In this notebook, we apply bias mitigation using the reweighing technique from AIF360 on our cleaned dataset. The goal is to adjust instance weights to reduce bias in the dataset.

We'll:
- Define paths to our cleaned data (`train_cleaned.csv`).
- Load the cleaned data and convert it to an AIF360 `BinaryLabelDataset`.
- Apply the reweighing algorithm to mitigate bias.
- Convert the reweighted dataset back to a pandas DataFrame and save it as `weighted_train.csv`.

Let's start by setting up the environment and defining the necessary file paths.

In [5]:
import os
import sys
import pandas as pd
from aif360.datasets import BinaryLabelDataset
from aif360.algorithms.preprocessing import Reweighing

# Define the absolute path for the cleaned data file.
# Note: In a notebook, you might use os.getcwd() if __file__ is not defined.
project_root = os.getcwd()  
cleaned_csv_path = os.path.abspath(os.path.join(project_root, "data", "train_cleaned.csv"))
print("Looking for cleaned data at:", cleaned_csv_path)
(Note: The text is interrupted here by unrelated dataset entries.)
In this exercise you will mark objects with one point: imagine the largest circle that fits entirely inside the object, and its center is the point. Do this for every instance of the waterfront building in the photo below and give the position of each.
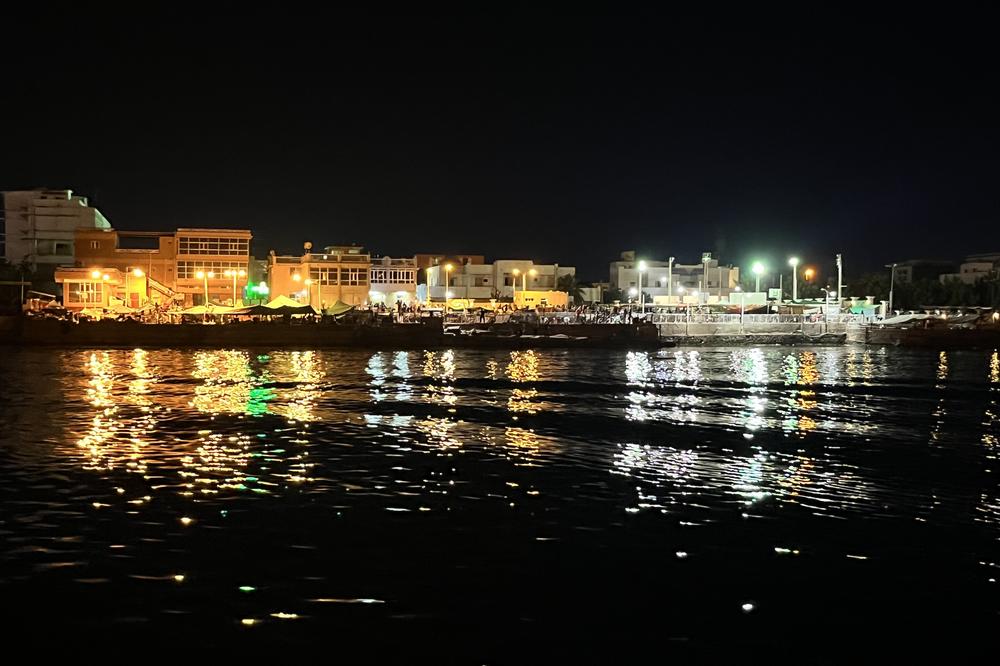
(500, 279)
(393, 280)
(711, 279)
(177, 265)
(338, 273)
(426, 260)
(39, 227)
(975, 267)
(922, 269)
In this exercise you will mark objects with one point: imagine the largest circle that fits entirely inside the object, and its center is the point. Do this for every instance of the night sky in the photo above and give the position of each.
(558, 138)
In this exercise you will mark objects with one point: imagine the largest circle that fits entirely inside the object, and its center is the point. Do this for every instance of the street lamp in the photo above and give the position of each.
(202, 275)
(758, 270)
(309, 290)
(892, 283)
(794, 263)
(233, 273)
(642, 301)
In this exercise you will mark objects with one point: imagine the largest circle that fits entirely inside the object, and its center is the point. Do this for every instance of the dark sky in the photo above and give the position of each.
(560, 138)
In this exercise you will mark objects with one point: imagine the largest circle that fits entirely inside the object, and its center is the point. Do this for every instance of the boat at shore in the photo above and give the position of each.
(928, 331)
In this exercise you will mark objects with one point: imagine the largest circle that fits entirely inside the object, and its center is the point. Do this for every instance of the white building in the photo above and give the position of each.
(393, 280)
(665, 279)
(975, 268)
(498, 280)
(39, 225)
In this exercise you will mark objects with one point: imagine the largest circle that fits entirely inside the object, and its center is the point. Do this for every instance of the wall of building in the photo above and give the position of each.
(496, 280)
(333, 277)
(40, 225)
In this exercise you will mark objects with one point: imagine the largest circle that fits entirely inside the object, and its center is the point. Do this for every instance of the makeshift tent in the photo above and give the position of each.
(202, 310)
(285, 302)
(338, 308)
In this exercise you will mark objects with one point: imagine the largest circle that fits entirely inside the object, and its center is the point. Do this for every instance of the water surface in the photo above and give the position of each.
(503, 506)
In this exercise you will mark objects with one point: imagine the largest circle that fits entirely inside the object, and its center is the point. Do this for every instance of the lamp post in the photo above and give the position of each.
(758, 270)
(739, 290)
(670, 276)
(233, 274)
(892, 283)
(447, 283)
(204, 276)
(794, 263)
(642, 298)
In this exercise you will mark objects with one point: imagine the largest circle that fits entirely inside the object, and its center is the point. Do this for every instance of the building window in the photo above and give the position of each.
(353, 276)
(323, 276)
(188, 270)
(86, 293)
(213, 246)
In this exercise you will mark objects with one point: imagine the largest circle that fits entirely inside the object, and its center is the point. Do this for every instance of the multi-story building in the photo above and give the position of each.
(338, 273)
(208, 260)
(975, 267)
(922, 269)
(155, 265)
(393, 280)
(426, 260)
(492, 281)
(665, 280)
(39, 227)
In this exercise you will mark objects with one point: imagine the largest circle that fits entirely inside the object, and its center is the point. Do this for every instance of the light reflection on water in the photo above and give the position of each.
(181, 443)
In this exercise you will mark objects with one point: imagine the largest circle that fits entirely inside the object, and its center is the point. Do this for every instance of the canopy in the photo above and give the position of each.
(211, 309)
(285, 302)
(338, 308)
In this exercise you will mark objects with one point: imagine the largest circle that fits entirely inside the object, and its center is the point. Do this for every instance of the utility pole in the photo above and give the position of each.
(670, 277)
(840, 279)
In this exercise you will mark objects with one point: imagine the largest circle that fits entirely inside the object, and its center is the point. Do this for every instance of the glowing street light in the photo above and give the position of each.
(137, 272)
(758, 270)
(641, 269)
(202, 275)
(794, 263)
(233, 273)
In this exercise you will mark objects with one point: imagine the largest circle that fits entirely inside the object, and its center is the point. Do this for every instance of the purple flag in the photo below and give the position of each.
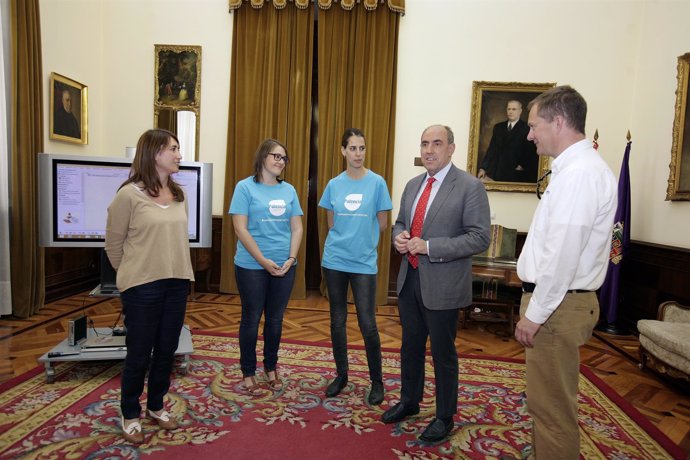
(620, 243)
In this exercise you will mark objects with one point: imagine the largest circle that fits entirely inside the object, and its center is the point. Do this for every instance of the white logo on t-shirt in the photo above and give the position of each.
(277, 207)
(353, 201)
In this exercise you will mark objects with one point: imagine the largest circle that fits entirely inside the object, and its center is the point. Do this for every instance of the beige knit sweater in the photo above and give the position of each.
(146, 241)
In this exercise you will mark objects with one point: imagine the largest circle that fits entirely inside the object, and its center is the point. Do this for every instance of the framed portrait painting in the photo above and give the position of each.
(679, 174)
(178, 76)
(68, 110)
(499, 153)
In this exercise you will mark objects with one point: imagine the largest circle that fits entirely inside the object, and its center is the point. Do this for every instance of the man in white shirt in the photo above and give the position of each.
(562, 264)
# Check if the cleaned data file exists.
if not os.path.exists(cleaned_csv_path):
    sys.exit(f"Error: Cleaned data file not found at {cleaned_csv_path}.\n"
             "Please run 'python3 src/data_cleaning.py' to generate train_cleaned.csv before running this notebook.")

# Load the cleaned data.
df = pd.read_csv(cleaned_csv_path)
print("Loaded cleaned data with shape:", df.shape)


Looking for cleaned data at: /Users/stay-c/Desktop/AI_Fairness_Project/notebooks/data/train_cleaned.csv


SystemExit: Error: Cleaned data file not found at /Users/stay-c/Desktop/AI_Fairness_Project/notebooks/data/train_cleaned.csv.
Please run 'python3 src/data_cleaning.py' to generate train_cleaned.csv before running this notebook.